黒猫のミリー【最終話:探していたもの】
何日も彷徨い歩き、ミリーはようやく気づいた。探し求めていたものは、自宅の庭にあった紅葉だった。
ダイニングテーブルから見ることのできる紅葉。家事や書類作業がひと段落したとき、窓の外を眺めて、その姿を愛でるのが楽しみだった。子供が小さかった怒涛の日々、思春期で口論の絶えなかった日々、やがて成人し巣立っていったあの日。これからは夫婦で過ごす時間を楽しもうと話していた矢先、夫に難治性の病が見つかり、帰らぬ人となったその時も。
家からは誰もいなくなったけれど、紅葉だけは変わらずそこにいた。
悲しい時も嬉しい時も、優しく風に揺られて、いつも見守っていてくれた。
母親としての務めを立派に果たせてる。これでいいんだよ。紅葉がそう言ってくれているように感じた。
私達の家で一緒に暮らさない?
二人の娘がそう言ってくれたことがあった。けれどお婿さんと一緒に暮らすのは気がすすまなかった。それに、なぜだかこの紅葉から離れがたかった。
🍀🍀🍀🍀🍀
ふと視線の先に、見覚えのある紅葉が映り込んだ。夕陽に照らされ燃えるような赤が心に迫る。やっと来た。
誰もいないと思っていた家から、元気な子供たちの声が響いてきた。聞こえてきたのは、孫の声だった。どうやら10歳の誕生日を祝っているらしい。子供たちや孫たちが集まり、私の遺影もテーブルに置いて、みんなでにぎやかにお祝いしている。
「にゃあにゃあ」と窓の外から力を振り絞って鳴いてみる。最初は、野良ねこが迷い込んだのだろうと思って、可愛がりたい孫たちが集まって額を撫でていた。けれど、ミリーの視線がまるで何かを伝えたがっているかのように一人ひとりに向けられると、皆が言葉にできない何かを感じ始めた。静かな緊張が漂う。
「ばあばなの?」孫が、その静寂を破って小さく尋ねる。
信じられないといった表情で立ち尽くしていたミリーの娘が、やがてゆっくりと近づいてミリーを抱きしめた。

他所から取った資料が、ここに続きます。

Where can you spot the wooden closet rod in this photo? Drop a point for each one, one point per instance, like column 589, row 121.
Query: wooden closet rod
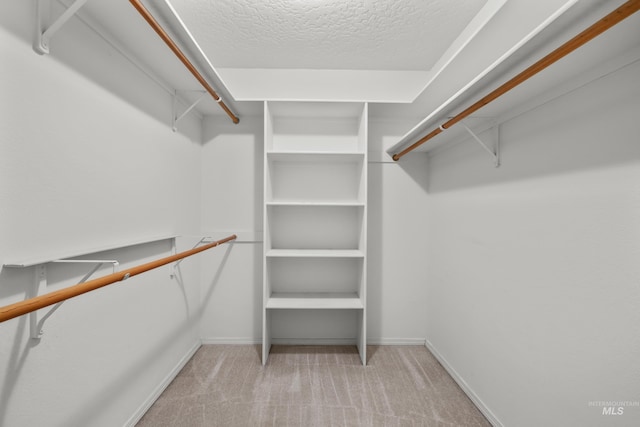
column 27, row 306
column 622, row 12
column 176, row 50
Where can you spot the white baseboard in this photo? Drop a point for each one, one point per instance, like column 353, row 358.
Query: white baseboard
column 304, row 341
column 490, row 416
column 231, row 340
column 396, row 341
column 139, row 413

「お母さん、黒猫になって駆け回りたいって、言ってたもんね。…やっと叶ったんだね」。そう言うと、堰を切ったように大きな声で泣き崩れた。
🍀🍀🍀🍀🍀
橙色に染まっていた夕焼けが、やがて静かに美しい漆黒へと移り変わり、遠くから打ち上げ花火のかすかな音が響いてくる。
多摩川の花火大会だ。いつの間にか、秋の風物詩になったらしい。小さかった子供たちと手をつないで眺めた記憶がよみがえる。儚くも美しい光が、夜空いっぱいに広がる。

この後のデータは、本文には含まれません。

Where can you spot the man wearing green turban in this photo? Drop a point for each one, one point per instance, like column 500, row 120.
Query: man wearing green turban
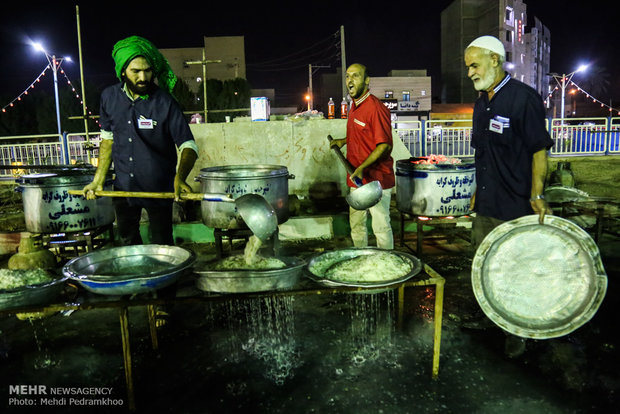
column 142, row 131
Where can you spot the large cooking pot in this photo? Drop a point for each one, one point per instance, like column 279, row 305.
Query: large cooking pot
column 434, row 190
column 49, row 208
column 269, row 181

年齢を重ねるにつれ、花火の美しさに自分の人生を重ねるようになった。
一瞬の煌めきだからこそ、その刹那的な美しさが際立って感じられる。人生は、まさにそんな一瞬一瞬の輝きで満ちている。そしてその輝きは心の中で永遠に生き続ける。
ミリーは皆に最後の別れを告げた。
その日は約束の50回目の日没だった。
🍀🍀🍀🍀🍀
ソラは、新たな飼い主と巡り会えた。
蔵之介の計らいで、永井のばあちゃんの家に迎え入れられることになったのだ。
猫の餌やり反対運動に心を痛めていたばあちゃんを、ソラはそばで懸命に支えた。少しずつ、ばあちゃんに笑顔が戻り始めた。
ソラは永井のばあちゃんに頼んで、前の飼い主だった「お父さん」の写真を飾ってもらった。

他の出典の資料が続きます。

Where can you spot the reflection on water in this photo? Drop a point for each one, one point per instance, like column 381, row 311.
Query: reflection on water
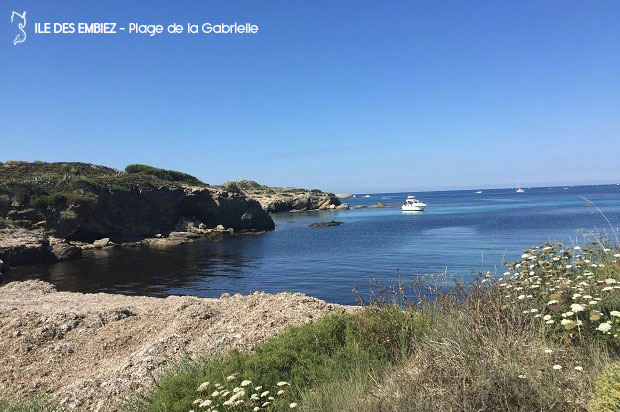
column 461, row 231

写真の中でお父さんはいつも笑顔をたたえている。何かを問いかけても、静かな微笑みが返ってくるだけで、時はそのまま止まっている。でも、記憶の中のお父さんはずっとそこにいて、変わらない温もりでソラの心を包み込んでくれる。
ソラは毎日、空を見上げる。
優しい朝焼けや夕暮れの光に包まれるたび、ソラの心に宿る思い出は宝石のように輝きを放つから。